The author must trust and respect the reviewers enough to be receptive to their comments. Similarly, the reviewers must show respect for the author’s talent and hard work. Reviewers should thoughtfully select the words they use to raise an issue, focusing on what they observed about the product. Saying, “I didn’t see where these variables were initialized” is likely to elicit a constructive response, whereas “You didn’t initialize these variables” might get the author’s hackles up.
Advice to Reviewers
The developer isn’t there to be sitting duck. Remember the purpose is to not demonstrate who the better programmer is: it is finding defects and to ensuring that the code is simple and maintainable.
Don’t say: “You didn’t follow standard XYZ”. A better way would be to genuinely seek to understand developer’s perspective: “What do you think about Standard XYZ and if it applies here?”, which brings me to my next point
Avoid “why did you“, “why did you not” style questions. It could put people on the defensive. “Why did you make this a global variable?” could be better expressed as “I don’t understand why this is a global variable “. Look for ways to simplify the code. One of the goals of code reviews is to create ‘maintainable’ software.
Remember to appreciate and thank the other person. People often forget how far a simple “great job” or “it looks great” could go.
Advice to Developers
Recognize that you may be attached your code and that it is normal. If you take pride in your work, that’s a good sign that you are someone who cares about the craft.

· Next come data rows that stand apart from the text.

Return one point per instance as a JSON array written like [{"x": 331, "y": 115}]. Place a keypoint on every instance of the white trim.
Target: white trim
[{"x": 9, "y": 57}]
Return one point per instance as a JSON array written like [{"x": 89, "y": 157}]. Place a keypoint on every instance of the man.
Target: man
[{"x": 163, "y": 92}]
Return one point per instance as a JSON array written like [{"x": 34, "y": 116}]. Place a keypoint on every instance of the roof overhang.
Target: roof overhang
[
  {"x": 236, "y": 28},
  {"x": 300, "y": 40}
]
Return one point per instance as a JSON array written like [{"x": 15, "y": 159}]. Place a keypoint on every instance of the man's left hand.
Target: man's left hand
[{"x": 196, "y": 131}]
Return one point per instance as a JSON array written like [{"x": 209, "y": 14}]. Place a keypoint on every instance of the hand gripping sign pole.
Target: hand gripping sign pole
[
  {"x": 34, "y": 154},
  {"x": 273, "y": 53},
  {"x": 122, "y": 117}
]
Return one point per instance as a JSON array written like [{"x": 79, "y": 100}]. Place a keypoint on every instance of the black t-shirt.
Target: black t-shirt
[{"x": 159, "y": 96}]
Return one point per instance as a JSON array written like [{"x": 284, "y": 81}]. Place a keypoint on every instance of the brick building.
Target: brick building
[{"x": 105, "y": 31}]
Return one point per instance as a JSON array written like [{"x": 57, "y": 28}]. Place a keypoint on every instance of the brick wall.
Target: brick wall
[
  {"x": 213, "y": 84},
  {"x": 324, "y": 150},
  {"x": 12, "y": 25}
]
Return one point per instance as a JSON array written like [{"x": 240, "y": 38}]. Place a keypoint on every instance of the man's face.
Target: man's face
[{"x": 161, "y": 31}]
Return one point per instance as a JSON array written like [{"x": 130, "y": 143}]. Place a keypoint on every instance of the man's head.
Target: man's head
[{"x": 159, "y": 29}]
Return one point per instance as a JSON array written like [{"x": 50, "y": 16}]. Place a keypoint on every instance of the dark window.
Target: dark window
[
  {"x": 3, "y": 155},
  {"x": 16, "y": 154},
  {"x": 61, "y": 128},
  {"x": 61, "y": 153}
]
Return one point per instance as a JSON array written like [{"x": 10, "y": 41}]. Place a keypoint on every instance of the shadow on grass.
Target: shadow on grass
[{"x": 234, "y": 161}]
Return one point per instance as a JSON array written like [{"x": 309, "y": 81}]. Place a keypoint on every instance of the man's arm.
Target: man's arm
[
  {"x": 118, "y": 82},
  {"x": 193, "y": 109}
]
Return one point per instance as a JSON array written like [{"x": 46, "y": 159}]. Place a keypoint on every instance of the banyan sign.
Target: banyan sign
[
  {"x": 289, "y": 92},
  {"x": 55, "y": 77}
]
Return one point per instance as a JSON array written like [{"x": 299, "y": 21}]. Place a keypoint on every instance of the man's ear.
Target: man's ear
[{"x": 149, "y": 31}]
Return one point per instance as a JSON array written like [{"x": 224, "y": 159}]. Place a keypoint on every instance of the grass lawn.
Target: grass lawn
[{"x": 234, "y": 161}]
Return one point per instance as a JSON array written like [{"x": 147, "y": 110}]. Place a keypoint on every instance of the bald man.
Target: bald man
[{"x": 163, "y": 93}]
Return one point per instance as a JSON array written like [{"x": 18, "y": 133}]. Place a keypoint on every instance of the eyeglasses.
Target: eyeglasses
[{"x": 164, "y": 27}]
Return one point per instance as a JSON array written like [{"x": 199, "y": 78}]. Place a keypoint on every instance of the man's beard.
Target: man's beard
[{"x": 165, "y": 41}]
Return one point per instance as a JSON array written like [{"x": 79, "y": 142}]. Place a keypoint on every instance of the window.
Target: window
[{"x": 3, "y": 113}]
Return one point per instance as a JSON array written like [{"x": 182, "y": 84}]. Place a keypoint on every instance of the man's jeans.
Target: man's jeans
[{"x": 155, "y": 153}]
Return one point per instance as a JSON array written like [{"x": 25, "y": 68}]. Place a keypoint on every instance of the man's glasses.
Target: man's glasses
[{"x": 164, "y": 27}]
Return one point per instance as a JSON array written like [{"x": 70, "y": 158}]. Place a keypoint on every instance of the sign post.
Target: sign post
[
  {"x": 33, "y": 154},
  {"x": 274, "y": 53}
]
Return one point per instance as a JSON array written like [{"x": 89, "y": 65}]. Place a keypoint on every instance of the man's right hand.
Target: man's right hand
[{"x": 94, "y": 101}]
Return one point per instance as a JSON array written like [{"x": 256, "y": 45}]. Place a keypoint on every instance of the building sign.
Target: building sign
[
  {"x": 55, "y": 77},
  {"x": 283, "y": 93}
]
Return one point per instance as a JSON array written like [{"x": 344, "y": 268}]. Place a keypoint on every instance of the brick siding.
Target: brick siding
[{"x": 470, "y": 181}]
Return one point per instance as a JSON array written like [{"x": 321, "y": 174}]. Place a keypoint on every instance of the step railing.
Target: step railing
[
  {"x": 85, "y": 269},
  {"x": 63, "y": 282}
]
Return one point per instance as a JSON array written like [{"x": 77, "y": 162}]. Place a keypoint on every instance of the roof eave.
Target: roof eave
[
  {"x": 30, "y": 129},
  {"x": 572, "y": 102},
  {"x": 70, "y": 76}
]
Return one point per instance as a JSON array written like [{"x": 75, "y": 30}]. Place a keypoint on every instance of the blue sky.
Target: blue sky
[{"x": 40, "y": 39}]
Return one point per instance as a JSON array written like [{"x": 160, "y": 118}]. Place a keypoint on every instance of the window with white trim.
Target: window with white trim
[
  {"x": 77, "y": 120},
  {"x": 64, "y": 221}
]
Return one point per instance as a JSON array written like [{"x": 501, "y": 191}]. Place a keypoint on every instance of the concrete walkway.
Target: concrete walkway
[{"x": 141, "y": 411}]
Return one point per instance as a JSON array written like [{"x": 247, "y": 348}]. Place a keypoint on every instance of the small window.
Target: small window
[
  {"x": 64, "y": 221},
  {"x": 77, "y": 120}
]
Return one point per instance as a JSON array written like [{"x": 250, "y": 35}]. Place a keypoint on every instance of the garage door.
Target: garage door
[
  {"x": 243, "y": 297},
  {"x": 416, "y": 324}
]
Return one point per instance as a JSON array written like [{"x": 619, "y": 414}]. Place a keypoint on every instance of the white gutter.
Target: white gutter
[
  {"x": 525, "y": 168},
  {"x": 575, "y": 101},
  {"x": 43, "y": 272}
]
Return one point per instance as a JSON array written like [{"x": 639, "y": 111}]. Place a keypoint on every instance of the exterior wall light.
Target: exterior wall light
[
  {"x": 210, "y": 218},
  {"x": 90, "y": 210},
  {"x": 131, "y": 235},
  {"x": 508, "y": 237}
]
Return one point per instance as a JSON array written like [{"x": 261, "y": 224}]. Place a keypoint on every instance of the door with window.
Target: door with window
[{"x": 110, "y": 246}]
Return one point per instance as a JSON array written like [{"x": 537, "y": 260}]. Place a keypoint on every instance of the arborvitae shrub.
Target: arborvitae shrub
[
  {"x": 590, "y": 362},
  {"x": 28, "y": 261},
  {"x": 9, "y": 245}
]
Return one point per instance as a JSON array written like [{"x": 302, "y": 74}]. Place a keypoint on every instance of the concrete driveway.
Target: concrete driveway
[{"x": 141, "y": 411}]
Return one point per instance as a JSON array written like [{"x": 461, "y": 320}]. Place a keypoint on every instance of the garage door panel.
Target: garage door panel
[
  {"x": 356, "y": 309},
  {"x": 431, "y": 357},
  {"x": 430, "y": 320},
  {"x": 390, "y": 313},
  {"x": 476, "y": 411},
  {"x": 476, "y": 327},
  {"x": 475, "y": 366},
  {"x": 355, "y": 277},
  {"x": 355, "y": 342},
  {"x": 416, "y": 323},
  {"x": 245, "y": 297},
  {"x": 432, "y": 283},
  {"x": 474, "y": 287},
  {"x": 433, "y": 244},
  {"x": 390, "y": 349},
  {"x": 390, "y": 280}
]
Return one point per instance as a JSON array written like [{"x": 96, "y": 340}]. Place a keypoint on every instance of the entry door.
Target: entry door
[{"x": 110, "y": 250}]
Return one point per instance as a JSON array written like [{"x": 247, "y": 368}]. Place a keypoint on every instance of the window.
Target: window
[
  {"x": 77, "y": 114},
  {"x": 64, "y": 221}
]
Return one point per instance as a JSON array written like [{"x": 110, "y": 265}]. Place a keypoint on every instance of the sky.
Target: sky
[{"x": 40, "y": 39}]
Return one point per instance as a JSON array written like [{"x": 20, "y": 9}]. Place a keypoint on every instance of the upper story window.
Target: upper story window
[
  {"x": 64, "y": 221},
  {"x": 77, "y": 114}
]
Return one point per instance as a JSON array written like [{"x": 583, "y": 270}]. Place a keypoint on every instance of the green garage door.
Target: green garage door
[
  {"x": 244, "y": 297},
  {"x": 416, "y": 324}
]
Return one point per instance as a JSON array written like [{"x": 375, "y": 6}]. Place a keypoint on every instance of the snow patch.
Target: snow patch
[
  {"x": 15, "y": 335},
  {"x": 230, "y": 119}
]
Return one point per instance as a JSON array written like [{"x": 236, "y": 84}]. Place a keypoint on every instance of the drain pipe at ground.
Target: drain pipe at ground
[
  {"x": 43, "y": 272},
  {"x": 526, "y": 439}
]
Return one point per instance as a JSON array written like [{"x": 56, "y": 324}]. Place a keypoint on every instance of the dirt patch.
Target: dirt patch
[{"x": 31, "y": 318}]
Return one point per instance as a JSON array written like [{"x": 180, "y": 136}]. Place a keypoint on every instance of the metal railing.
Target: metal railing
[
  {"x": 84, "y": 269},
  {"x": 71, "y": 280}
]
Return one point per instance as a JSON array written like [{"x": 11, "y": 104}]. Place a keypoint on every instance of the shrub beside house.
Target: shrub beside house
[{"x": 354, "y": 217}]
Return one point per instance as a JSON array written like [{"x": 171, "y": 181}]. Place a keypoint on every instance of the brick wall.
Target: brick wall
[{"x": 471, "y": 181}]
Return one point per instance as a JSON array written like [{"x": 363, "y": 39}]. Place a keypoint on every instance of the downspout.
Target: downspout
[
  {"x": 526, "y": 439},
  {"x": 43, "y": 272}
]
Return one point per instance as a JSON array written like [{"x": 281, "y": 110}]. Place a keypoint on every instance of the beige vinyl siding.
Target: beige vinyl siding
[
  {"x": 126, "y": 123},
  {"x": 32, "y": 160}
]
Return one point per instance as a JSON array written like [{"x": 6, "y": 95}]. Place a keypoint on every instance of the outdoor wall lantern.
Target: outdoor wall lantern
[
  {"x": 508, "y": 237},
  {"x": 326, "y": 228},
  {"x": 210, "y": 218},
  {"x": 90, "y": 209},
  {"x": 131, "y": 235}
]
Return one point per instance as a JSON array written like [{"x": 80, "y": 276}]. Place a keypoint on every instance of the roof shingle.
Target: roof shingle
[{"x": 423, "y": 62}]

The reviewer is acting as the second set of eyes and could point things that you might have overlooked. Questions are as valuable as concrete advice.
Ask specific questions. “Does it make more sense to move all these classes into their own package?”
Thank the reviewer for their time and any feedback they might have provided.
Advice to Management
Effective code reviews require a healthy culture that values quality and excellence. Code reviews will not give you the desired results if the team doesn’t believe in delivering high-quality products. You need a positive culture in which people are engaged – one that thrives on constructive criticism and allows the best ideas to win.
It’s cultural and most people don’t want to air their dirty laundry in front of their superiors. Code reviews are best conducted by peers and management should never ask for details it could use to judge people – yes, some managers require check-lists and grades to be produced so they can “measure” and judge people.
Maybe you already have a great culture. Maybe you are half-way there. Creating the right culture depends on many factors (both internal to the team and organizational). It can be extremely challenging and there is no magic formula. Without the right culture, code reviews will not bring desired gains or at extremes, could become counter-productive.